On Thu, May 23, 2024, at 5:54 AM, Amit Kapila wrote:
>
> Following the same line that simplifies the code, we can: (a) add a loop in
> check_subscriber() that waits until walreceiver is available on subscriber or
> (b) use a timeout. The main advantage of (a) is that the primary slot is already
> available but I'm afraid we need a escape mechanism for the loop (timeout?).
>
Sorry, it is not clear to me why we need any additional loop in
check_subscriber(), aren't we speaking about the problem in
check_publisher() function?
The idea is to use check_subscriber() to check pg_stat_walreceiver. Once this
view returns a row and primary_slot_name is set on standby, the referred
replication slot name should be active on primary. Hence, the query on
check_publisher() make sure that the referred replication slot is in use on
primary.
Why in the first place do we need to ensure that primary_slot_name is
active on the primary? You mentioned something related to WAL
retention but I don't know how that is related to this tool's
functionality.
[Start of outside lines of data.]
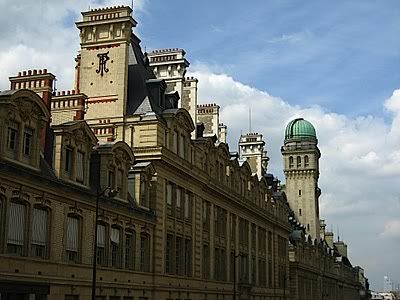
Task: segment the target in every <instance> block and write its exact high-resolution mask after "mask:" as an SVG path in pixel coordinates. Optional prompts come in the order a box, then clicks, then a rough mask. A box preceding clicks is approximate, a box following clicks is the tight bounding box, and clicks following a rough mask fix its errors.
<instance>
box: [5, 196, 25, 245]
mask: <svg viewBox="0 0 400 300" xmlns="http://www.w3.org/2000/svg"><path fill="white" fill-rule="evenodd" d="M8 224H9V226H8V240H7V243H9V244H13V245H19V246H23V245H24V232H25V230H24V229H25V205H23V204H19V203H15V202H11V205H10V221H9V223H8Z"/></svg>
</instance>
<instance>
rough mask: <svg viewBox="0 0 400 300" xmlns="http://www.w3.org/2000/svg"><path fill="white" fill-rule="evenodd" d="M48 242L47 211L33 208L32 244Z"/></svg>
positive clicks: (44, 242) (36, 208)
mask: <svg viewBox="0 0 400 300" xmlns="http://www.w3.org/2000/svg"><path fill="white" fill-rule="evenodd" d="M46 243H47V211H46V210H44V209H37V208H34V209H33V220H32V244H36V245H41V246H46Z"/></svg>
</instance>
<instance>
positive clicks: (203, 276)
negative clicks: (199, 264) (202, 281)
mask: <svg viewBox="0 0 400 300" xmlns="http://www.w3.org/2000/svg"><path fill="white" fill-rule="evenodd" d="M203 278H204V279H208V278H210V248H209V247H208V245H207V244H204V245H203Z"/></svg>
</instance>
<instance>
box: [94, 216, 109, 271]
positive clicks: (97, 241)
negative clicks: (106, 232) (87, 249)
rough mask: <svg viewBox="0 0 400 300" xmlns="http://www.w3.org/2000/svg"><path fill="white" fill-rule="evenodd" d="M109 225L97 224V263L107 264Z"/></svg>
mask: <svg viewBox="0 0 400 300" xmlns="http://www.w3.org/2000/svg"><path fill="white" fill-rule="evenodd" d="M106 231H107V226H106V225H105V224H103V223H100V224H97V255H96V256H97V263H98V264H99V265H100V266H107V239H106V236H107V234H106Z"/></svg>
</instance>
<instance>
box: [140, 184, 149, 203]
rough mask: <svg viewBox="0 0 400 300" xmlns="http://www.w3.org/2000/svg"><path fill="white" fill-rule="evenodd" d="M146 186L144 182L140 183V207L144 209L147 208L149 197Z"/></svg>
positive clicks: (147, 191)
mask: <svg viewBox="0 0 400 300" xmlns="http://www.w3.org/2000/svg"><path fill="white" fill-rule="evenodd" d="M148 192H149V190H148V185H147V181H146V180H141V181H140V205H141V206H144V207H149V201H148V199H149V195H148Z"/></svg>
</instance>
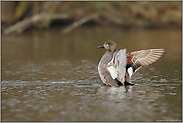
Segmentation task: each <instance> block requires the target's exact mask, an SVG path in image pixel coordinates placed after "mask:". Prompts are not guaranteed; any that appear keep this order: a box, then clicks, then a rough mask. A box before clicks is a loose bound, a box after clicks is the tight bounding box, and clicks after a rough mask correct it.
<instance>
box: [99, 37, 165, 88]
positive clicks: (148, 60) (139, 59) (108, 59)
mask: <svg viewBox="0 0 183 123" xmlns="http://www.w3.org/2000/svg"><path fill="white" fill-rule="evenodd" d="M98 48H105V49H106V50H107V51H106V52H105V54H104V55H103V56H102V58H101V60H100V62H99V64H98V72H99V76H100V78H101V80H102V81H103V83H104V84H106V85H109V86H120V85H134V84H133V83H132V82H131V81H130V79H131V77H132V75H133V74H134V73H135V72H136V71H137V70H139V69H140V68H141V67H144V66H148V65H151V64H152V63H154V62H156V61H157V60H159V59H160V58H161V57H162V56H163V55H164V54H165V51H166V49H165V48H164V49H148V50H140V51H134V52H131V53H127V54H126V48H125V49H121V50H116V49H117V46H116V43H114V42H113V41H111V40H108V41H106V42H105V43H104V44H103V45H102V46H99V47H98Z"/></svg>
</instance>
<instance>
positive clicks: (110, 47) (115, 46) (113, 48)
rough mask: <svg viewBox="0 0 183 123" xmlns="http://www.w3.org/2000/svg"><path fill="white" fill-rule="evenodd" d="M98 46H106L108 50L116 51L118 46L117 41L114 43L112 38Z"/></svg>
mask: <svg viewBox="0 0 183 123" xmlns="http://www.w3.org/2000/svg"><path fill="white" fill-rule="evenodd" d="M98 48H105V49H106V50H107V51H110V52H115V51H116V48H117V46H116V43H114V42H113V41H111V40H108V41H106V42H105V43H104V44H103V45H102V46H99V47H98Z"/></svg>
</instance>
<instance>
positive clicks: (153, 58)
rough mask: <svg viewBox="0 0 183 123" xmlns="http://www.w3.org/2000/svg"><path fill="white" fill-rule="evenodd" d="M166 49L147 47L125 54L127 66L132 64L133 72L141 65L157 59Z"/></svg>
mask: <svg viewBox="0 0 183 123" xmlns="http://www.w3.org/2000/svg"><path fill="white" fill-rule="evenodd" d="M165 51H166V49H148V50H140V51H134V52H131V53H128V54H127V67H130V66H132V67H133V72H136V70H138V69H140V68H141V67H144V66H148V65H151V64H152V63H154V62H156V61H158V60H159V59H160V58H161V57H162V56H163V55H164V54H165Z"/></svg>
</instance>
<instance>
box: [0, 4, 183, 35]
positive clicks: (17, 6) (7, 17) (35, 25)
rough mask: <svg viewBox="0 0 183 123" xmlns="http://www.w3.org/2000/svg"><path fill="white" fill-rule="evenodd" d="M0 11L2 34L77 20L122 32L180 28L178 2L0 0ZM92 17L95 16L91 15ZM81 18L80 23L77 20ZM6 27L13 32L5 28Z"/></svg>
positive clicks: (80, 24) (181, 20)
mask: <svg viewBox="0 0 183 123" xmlns="http://www.w3.org/2000/svg"><path fill="white" fill-rule="evenodd" d="M1 8H2V9H1V10H2V11H1V23H2V32H3V33H5V34H9V33H12V32H19V33H21V32H23V31H24V30H26V29H29V28H30V27H35V28H39V29H48V28H51V27H53V26H58V25H59V26H63V27H64V26H67V25H69V24H72V23H73V22H77V21H78V23H79V26H80V25H83V24H85V25H86V24H88V25H93V24H94V25H101V26H120V27H122V28H124V29H132V28H154V27H169V26H171V27H178V28H179V27H181V25H182V1H168V2H159V1H158V2H147V1H143V2H131V1H130V2H125V1H117V2H99V1H97V2H65V1H64V2H63V1H62V2H60V1H53V2H49V1H46V2H44V1H41V2H38V1H26V2H25V1H20V2H11V1H3V2H1ZM93 14H95V15H96V16H92V15H93ZM90 15H91V16H90ZM83 18H84V22H83V21H82V20H81V21H79V20H80V19H83ZM80 22H81V23H80ZM14 24H17V25H16V26H15V25H14ZM12 25H14V26H12ZM76 25H77V24H76ZM10 27H12V28H13V29H12V28H11V29H9V28H10ZM35 28H34V29H35ZM71 30H72V28H71Z"/></svg>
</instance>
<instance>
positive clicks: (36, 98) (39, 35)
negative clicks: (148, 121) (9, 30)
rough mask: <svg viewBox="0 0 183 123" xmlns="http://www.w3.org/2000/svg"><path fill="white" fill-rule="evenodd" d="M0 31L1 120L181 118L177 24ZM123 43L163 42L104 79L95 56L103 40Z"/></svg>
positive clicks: (179, 72) (180, 49) (136, 118)
mask: <svg viewBox="0 0 183 123" xmlns="http://www.w3.org/2000/svg"><path fill="white" fill-rule="evenodd" d="M60 31H61V30H60V29H59V28H56V29H52V30H47V31H27V32H26V33H24V34H19V35H9V36H2V44H1V45H2V53H1V56H2V57H1V58H2V60H1V64H2V65H1V73H2V76H1V121H165V120H167V121H179V122H180V121H181V119H182V76H181V75H182V69H181V68H182V65H181V63H182V62H181V60H182V54H181V53H182V51H181V49H182V47H181V46H182V44H181V35H182V33H181V30H177V29H169V30H163V29H154V30H132V31H125V30H122V29H120V28H111V27H110V28H109V27H108V28H101V27H90V28H87V27H82V28H78V29H76V30H74V31H73V32H71V33H69V34H67V35H64V36H63V35H61V34H60ZM109 39H111V40H113V41H115V42H116V43H117V45H118V48H119V49H120V48H125V47H127V51H128V52H131V51H135V50H141V49H149V48H164V47H166V48H167V49H168V51H167V54H166V56H165V57H163V58H162V59H161V60H160V61H158V62H157V63H155V64H153V65H151V66H149V67H146V68H142V69H141V70H139V71H138V72H137V73H136V74H134V76H133V77H132V81H133V82H134V83H135V84H136V85H135V86H126V87H124V86H121V87H107V86H104V85H103V84H102V81H101V80H100V78H99V75H98V72H97V64H98V62H99V60H100V58H101V56H102V55H103V54H104V53H105V50H104V49H97V46H99V45H102V44H103V43H104V42H105V41H106V40H109Z"/></svg>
If at all, we are bothered about WAL retention on the
primary that should be the WAL corresponding to consistent_lsn
computed by setup_publisher() but this check doesn't seem to ensure
that.
Maybe it is a lot of checks. I'm afraid there isn't a simple way to get and
make sure the replication slot is used by the physical replication. I mean if
there is primary_slot_name = 'foo' on standby, there is no guarantee that the
replication slot 'foo' exists on primary. The idea is to get the exact
replication slot name used by physical replication to drop it. Once I posted a
patch it should be clear. (Another idea is to relax this check and rely only on
primary_slot_name to drop this replication slot on primary. The replication slot
might not exist and it shouldn't return an error in this case.)